まだ12年ほど前のことだから、記憶にある方もおられるだろうし、実際に燃料として使用したことがある方もおられるでしょう。

その後、ブッシュ小泉の時代に入ってイラク戦争が勃発すると、途端にブッシュがバイオエネルギーを言い出し、トウモロコシなどの穀物を原料にしたエタノールガイアックスメタノール)を生産するようにと発表しました。
これには農産物価格の低迷に悩んでいたアメリカ国内の穀物農家にとって「ひょうたんから駒」のような夢のような話であって、ブッシュの利権構築に多大な影響を与えたとされていました。
一方でトウモロコシをはじめとする穀物相場が急騰する結果になって、アフリカなどの食糧不足地域がカロリー不足を加速させる一方で、南米あたりの森林が伐採されて穀物畑にしようとする動きが拡大することになります。
ブッシュが言い出したことによって餓えて泣く子供たちが世界中に増え、広大な森林地帯が激減して行ったのでした。
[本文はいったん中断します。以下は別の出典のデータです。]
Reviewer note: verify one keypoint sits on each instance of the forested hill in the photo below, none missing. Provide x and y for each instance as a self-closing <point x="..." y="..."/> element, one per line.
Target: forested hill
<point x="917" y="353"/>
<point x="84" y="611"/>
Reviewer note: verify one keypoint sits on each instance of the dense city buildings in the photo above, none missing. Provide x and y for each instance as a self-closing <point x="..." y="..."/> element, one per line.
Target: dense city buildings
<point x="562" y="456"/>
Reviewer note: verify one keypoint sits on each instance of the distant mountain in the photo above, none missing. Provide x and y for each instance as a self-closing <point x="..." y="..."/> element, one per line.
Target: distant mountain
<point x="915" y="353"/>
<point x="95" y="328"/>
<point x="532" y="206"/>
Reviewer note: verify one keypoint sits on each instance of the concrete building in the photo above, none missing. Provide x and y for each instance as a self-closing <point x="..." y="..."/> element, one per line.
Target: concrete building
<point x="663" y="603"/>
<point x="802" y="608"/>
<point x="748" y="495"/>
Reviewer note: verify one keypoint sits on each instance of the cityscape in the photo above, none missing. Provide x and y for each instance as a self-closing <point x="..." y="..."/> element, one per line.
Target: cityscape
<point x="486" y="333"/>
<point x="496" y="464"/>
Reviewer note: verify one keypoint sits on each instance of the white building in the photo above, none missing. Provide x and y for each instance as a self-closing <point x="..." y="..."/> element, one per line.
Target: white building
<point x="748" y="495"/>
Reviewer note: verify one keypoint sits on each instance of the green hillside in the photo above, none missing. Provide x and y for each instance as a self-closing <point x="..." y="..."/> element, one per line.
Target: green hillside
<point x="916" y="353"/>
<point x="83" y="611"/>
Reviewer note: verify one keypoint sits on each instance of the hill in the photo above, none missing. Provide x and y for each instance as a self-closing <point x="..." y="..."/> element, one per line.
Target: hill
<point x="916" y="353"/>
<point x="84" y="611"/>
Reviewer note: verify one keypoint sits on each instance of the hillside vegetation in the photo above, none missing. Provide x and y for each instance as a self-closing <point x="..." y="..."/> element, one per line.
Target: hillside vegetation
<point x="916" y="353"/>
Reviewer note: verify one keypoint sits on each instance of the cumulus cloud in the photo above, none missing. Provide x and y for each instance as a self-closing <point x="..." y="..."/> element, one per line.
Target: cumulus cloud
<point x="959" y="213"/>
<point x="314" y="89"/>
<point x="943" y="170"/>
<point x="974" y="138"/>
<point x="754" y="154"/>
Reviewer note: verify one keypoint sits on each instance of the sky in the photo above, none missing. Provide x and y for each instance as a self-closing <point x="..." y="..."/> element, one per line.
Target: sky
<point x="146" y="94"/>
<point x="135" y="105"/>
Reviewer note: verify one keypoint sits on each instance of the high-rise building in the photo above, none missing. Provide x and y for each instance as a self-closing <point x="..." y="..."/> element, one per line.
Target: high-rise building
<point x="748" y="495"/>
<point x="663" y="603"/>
こうして得られたバイオエタノールですが、切り払った密林は簡単には元に戻らず、ブラジルなどはどうあってもこのエタノールを有効活用しなければ政権の存続に関わる事態だとして、自動車用の燃料にバイオエタノールを混合する計画を進めることになります。
一方のアメリカでは、ブッシュが打ち出したバイオエタノールの熱に浮かれていたものの、熱が冷めてみればそこに壮大な無駄が仕組まれていたことに気が付きます。
確かに化石燃料である石油を燃やすより、植物を利用することで二酸化炭素の排出量は少なく抑えることができるものの、そのために地球上に飢餓で苦しむ人々を産んだのでは厳しく批難されるに決まっているということに気が付いたのです。

その後研究が進み、何もトウモロコシなどの穀物ではなくても植物であれば生成工程を工夫することでエタノールは作ることができるとわかって来ました。
このことは石油産出国に世界の舵取りを許して来たこれまでの世界の主導権を取り返すことができるという意味を含んでいます。
そのためにアメリカ政府は海軍が年間に消費する石油の何割かをバイオエタノールの導入に充てると発表します。
しかし実際には石油よりも高価格になるバイオを使うことは、軍事費の増大を意味していて、軍事費抑制に悩んだオバマ政権はバイオを軍用に導入する案を白紙撤回します。
その裏にはアメリカ国内で大量生産できるシェール・ガスの目途が立ったという側面もあるでしょう。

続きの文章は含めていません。